Blackstone to buy power producer Dynegy
Private-equity firm Blackstone Group struck a deal Friday to buy power producer Dynegy Inc. for $543 million in cash and sell Dynegy plants in California and Maine to NRG Energy Inc. in the latest shake-up in the electricity industry.
The deal values Dynegy at $4.7 billion including debt, which would make it one of the biggest buyouts of a power company since Kohlberg Kravis Roberts, TPG Capital and Goldman Sachs Group Inc. bought power company TXU Corp. for $32 billion in 2007.
Dynegy, like other power producers, has been hurt by slack power sales as the weak U.S. economy sapped consumption and pressured prices. The company’s shares have fallen more than 90% since 2001.
Blackstone has bet on power before. It made about six times its money when it, along with other private-equity firms, bought and then quickly sold Texas Genco to NRG in 2005.

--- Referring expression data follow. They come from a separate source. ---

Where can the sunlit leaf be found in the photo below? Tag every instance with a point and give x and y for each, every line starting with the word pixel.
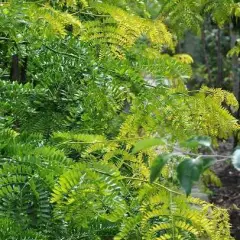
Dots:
pixel 147 143
pixel 157 166
pixel 189 171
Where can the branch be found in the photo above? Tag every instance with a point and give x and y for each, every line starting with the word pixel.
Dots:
pixel 62 53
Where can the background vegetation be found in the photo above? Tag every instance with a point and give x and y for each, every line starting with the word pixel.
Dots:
pixel 104 124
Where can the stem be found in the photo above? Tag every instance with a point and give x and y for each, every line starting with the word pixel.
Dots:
pixel 62 53
pixel 206 59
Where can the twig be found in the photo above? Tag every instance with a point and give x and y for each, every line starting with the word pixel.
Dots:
pixel 62 53
pixel 141 180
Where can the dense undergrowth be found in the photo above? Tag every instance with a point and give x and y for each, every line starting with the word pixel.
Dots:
pixel 99 136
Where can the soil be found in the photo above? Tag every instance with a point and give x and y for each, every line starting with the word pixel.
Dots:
pixel 228 196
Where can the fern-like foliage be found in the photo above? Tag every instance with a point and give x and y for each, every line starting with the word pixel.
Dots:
pixel 121 30
pixel 27 175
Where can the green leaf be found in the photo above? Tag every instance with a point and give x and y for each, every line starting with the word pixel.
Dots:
pixel 157 166
pixel 236 159
pixel 194 142
pixel 190 170
pixel 147 143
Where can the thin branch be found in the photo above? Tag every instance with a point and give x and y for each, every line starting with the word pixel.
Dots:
pixel 141 180
pixel 62 53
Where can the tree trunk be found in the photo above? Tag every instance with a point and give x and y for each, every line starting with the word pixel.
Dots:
pixel 206 59
pixel 235 75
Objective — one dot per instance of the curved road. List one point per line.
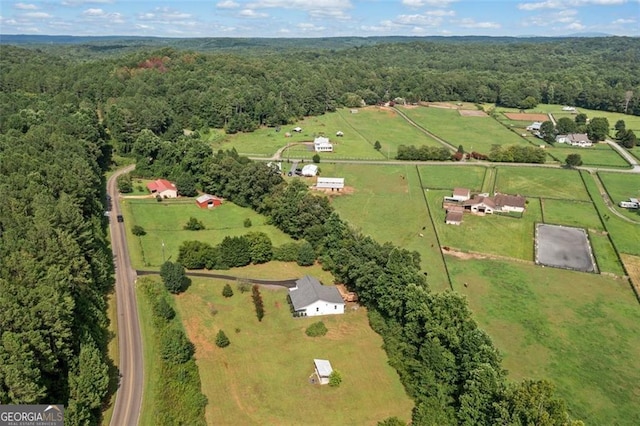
(126, 411)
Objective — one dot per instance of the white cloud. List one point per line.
(432, 3)
(228, 4)
(25, 6)
(82, 2)
(565, 4)
(308, 27)
(36, 15)
(418, 20)
(470, 23)
(250, 13)
(623, 21)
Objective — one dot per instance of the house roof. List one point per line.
(206, 197)
(323, 366)
(509, 200)
(309, 290)
(479, 199)
(461, 192)
(160, 185)
(309, 170)
(453, 216)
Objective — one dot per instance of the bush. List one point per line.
(194, 225)
(138, 231)
(227, 291)
(222, 341)
(335, 378)
(316, 329)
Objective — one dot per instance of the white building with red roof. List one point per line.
(163, 188)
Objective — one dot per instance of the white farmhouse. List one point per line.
(330, 183)
(310, 298)
(322, 144)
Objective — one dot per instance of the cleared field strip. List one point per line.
(473, 133)
(579, 329)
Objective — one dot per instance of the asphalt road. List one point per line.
(126, 411)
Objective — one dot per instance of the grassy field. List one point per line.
(262, 377)
(621, 187)
(473, 133)
(601, 155)
(571, 213)
(164, 223)
(449, 177)
(388, 205)
(151, 360)
(582, 331)
(541, 182)
(361, 131)
(625, 235)
(491, 234)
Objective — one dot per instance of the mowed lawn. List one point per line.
(164, 224)
(579, 330)
(541, 182)
(601, 155)
(625, 235)
(473, 133)
(387, 204)
(262, 378)
(453, 176)
(491, 234)
(621, 187)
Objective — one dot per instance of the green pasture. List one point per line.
(361, 131)
(151, 360)
(621, 187)
(473, 133)
(579, 214)
(601, 155)
(387, 204)
(579, 330)
(492, 234)
(543, 182)
(453, 176)
(164, 224)
(606, 257)
(262, 378)
(625, 235)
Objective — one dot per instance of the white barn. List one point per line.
(310, 298)
(330, 183)
(309, 170)
(322, 144)
(322, 369)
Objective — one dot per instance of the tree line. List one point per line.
(167, 90)
(447, 364)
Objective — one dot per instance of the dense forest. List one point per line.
(62, 115)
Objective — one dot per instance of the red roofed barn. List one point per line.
(163, 188)
(206, 201)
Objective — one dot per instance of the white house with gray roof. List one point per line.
(310, 298)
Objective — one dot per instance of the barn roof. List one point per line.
(323, 366)
(309, 290)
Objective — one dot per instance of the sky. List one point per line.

Buyout firms are sitting on lots of unspent capital and have been under pressure to invest those funds. Blackstone said in July that the backlog of deals it was working on was the highest in years, but getting financing remained difficult.
Under the deal, Dynegy shareholders would receive $4.50 a share in cash, a 62% premium over Dynegy’s closing price Thursday, which was an eight-year low.
Shares of Dynegy jumped nearly 63%, or $1.75, to $4.53 on Friday.
Dynegy has long sought to merge with a peer, but weak market conditions made winning a deal difficult.
The deal is subject to regulatory approval. Although utility deals are difficult to complete because the companies need approvals from state and federal regulators, Dynegy’s assets are unregulated, so Blackstone’s path to approval will be easier than in a typical power deal.
Dynegy, which once sought to challenge Enron Corp. in the power trading business and even sought to buy the disgraced energy company shortly before its demise, has focused in the last several years on operating its power plants in the West, Midwest and Northeast.
Dynegy sells power to the wholesale markets and operates plants that generate more than 12,000 megawatts of power. Dynegy’s remaining assets are a mix of gas-fired and coal plants.
The deal means the year-to-date value of leveraged buyouts in the U.S. has reached $42.3 billion, the highest level since 2007 and up from just $2.7 billion for the same period last year, according to Thomson Reuters data. It is the largest acquisition by Blackstone since 2007, when the firm acquired Hilton Hotels Corp. for $26.7 billion.